Deserts become arid due to various factors such as location, atmospheric circulation patterns, and the interaction between wind and terrain.
Deserts come in many forms, including sand dunes, rocky canyons, shrub steppes, and polar ice fields. However, they all share one common trait: low rainfall. Any area receiving less than 25 cm of rain per year is considered a desert, according to Lynn Fenstermaker, an ecologist at the Desert Research Institute in Reno, Nevada. Of course, low rainfall means that deserts are very dry. But why are deserts so dry?
The Atacama Desert in Chile is one of the driest places on Earth. (Photo: National Geographic).
Fenstermaker states that global atmospheric circulation patterns are a significant reason. Solar energy reaches the Earth most directly at the equator, heating the air and evaporating moisture. The warm, dry air rises and moves toward the poles. It tends to sink again at about 30 degrees latitude. This circulation pattern is known as the Hadley Cell, which drives trade winds. This is why many of the world’s largest deserts, such as the Sahara and Gobi in the Northern Hemisphere and the Kalahari in the Southern Hemisphere, are located around these latitudes.
However, the process is more complex than that.

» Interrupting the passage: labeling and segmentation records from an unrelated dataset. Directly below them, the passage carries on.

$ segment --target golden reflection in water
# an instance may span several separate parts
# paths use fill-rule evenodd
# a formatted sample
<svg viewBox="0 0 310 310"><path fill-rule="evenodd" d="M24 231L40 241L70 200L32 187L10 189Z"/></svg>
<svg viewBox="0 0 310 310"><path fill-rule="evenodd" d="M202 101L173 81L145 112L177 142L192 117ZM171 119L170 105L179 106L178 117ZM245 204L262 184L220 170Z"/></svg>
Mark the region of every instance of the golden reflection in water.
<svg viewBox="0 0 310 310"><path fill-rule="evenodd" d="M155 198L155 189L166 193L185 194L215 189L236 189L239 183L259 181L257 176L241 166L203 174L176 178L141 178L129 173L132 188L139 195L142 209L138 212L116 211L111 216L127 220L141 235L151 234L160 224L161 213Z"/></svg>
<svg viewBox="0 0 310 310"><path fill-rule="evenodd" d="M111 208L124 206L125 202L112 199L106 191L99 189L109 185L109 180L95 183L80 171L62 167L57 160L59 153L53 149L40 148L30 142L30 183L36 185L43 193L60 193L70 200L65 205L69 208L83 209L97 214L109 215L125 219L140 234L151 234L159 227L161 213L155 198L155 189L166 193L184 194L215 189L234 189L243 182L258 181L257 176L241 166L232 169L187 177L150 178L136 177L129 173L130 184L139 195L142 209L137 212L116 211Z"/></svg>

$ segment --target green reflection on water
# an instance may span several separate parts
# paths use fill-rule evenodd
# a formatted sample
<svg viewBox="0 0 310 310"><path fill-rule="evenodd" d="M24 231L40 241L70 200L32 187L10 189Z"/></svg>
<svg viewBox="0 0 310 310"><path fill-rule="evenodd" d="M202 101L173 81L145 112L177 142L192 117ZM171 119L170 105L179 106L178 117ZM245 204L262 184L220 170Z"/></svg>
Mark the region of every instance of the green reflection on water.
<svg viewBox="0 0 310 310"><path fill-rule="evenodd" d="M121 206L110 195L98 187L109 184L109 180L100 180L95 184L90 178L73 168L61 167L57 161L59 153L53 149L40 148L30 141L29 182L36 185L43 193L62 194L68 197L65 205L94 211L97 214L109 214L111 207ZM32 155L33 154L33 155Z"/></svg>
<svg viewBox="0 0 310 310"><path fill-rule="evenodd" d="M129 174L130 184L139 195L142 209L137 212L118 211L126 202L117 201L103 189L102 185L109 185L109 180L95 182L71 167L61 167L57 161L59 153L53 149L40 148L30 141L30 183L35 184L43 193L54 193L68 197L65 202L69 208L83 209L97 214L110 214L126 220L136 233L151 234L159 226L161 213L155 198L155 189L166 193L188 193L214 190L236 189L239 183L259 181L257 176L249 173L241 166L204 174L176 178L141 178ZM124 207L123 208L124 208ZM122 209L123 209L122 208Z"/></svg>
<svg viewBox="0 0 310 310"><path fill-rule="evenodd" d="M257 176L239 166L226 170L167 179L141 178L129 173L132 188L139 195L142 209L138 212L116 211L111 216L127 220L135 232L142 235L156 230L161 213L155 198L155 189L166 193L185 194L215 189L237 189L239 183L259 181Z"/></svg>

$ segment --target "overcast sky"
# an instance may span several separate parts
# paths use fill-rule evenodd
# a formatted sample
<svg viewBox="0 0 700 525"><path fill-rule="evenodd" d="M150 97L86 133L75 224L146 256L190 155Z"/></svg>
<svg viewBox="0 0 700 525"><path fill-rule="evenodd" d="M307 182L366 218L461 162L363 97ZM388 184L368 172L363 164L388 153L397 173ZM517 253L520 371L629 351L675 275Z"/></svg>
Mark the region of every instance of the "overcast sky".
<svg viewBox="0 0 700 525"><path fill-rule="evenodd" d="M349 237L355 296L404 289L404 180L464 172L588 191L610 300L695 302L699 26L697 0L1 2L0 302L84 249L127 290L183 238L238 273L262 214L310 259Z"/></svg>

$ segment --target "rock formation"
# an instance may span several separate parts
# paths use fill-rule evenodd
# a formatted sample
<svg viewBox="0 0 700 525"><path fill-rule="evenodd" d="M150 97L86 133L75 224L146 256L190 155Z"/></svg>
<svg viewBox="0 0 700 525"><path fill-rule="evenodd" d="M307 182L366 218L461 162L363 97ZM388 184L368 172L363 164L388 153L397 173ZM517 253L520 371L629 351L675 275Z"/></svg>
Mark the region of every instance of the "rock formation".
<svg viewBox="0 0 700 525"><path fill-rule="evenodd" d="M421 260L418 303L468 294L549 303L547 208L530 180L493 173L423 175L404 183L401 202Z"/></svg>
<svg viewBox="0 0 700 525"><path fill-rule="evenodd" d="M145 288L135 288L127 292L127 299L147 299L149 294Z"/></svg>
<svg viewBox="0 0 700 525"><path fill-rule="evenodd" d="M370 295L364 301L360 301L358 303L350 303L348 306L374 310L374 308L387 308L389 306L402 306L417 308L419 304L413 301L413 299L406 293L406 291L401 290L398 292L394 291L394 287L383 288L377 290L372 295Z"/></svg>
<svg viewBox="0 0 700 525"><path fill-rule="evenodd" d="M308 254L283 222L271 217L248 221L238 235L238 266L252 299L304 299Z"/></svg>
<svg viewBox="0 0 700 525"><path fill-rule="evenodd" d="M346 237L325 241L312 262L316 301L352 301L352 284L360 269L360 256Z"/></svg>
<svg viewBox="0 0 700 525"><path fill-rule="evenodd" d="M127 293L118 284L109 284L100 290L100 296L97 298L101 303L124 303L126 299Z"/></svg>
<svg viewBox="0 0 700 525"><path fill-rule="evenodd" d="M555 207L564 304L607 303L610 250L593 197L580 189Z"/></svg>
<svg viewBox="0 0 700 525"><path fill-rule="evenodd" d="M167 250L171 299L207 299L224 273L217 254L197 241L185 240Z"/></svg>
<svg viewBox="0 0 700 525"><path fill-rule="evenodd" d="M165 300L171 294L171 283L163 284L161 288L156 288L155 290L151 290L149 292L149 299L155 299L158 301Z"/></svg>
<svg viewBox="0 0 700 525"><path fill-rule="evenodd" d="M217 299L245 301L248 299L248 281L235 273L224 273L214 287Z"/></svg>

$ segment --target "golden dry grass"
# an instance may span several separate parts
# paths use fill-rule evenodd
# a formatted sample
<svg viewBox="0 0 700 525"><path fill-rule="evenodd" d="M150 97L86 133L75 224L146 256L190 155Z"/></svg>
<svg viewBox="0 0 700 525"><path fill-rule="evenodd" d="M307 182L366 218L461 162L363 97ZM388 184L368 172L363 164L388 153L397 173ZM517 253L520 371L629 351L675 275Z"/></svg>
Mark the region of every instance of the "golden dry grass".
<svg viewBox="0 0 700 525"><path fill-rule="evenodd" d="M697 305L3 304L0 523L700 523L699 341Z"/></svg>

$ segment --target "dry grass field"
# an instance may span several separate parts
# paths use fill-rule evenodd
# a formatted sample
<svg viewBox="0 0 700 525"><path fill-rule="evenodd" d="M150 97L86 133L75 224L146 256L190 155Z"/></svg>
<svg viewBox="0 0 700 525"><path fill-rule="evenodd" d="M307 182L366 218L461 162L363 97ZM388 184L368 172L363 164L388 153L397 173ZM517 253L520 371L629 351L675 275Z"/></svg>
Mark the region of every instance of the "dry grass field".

Wind patterns interact with the terrain, affecting the location of deserts. For instance, air from the ocean that flows over and is blocked by a mountain range releases moisture as rain or snow on one side of the mountain. But when it crosses over the mountain and descends on the other side, the air is very dry. For example, in California, the Mojave Desert lies next to the Sierra Nevada mountain range.
Sometimes, inland areas are drier because they are too far from large bodies of water, to the extent that the air blowing through loses all its moisture along the way, according to Andreas Prein, a scientist at the National Center for Atmospheric Research in Boulder, Colorado. This is the case for the Gobi Desert in Central Asia, which is blocked by the Himalayas. Conversely, coastal areas are not always humid. Cold ocean currents interacting with the air moving inland can create fog. When that fog travels inland, the moisture remains in the air instead of falling as rain. This can create deserts adjacent to oceans, such as the Atacama in Chile, one of the driest places on Earth.
Not all deserts are hot. Many areas in the Arctic and Antarctic are also considered deserts. Cold air cannot hold as much moisture as warm air, according to Prein. Therefore, the frigid temperatures in polar regions lead to very little rainfall, even though there is considerable water stored underground in the form of ice.
As global climate patterns change, deserts also shift. For example, thousands of years ago, grasslands and tropical forests covered the Sahara. Today, climate change is altering the boundaries of deserts across the planet. Prein notes that the Hadley Cell will shift north and south, expanding the areas where deserts form.
Warmer temperatures also drive changes through increased evaporation, making the air drier.
Human impact also contributes to desert expansion. Deforestation for agriculture leads to the loss of native vegetation. Some studies show that deforestation in tropical regions reduces rainfall. If more water evaporates instead of being retained in the soil by plants, the landscape will become increasingly arid.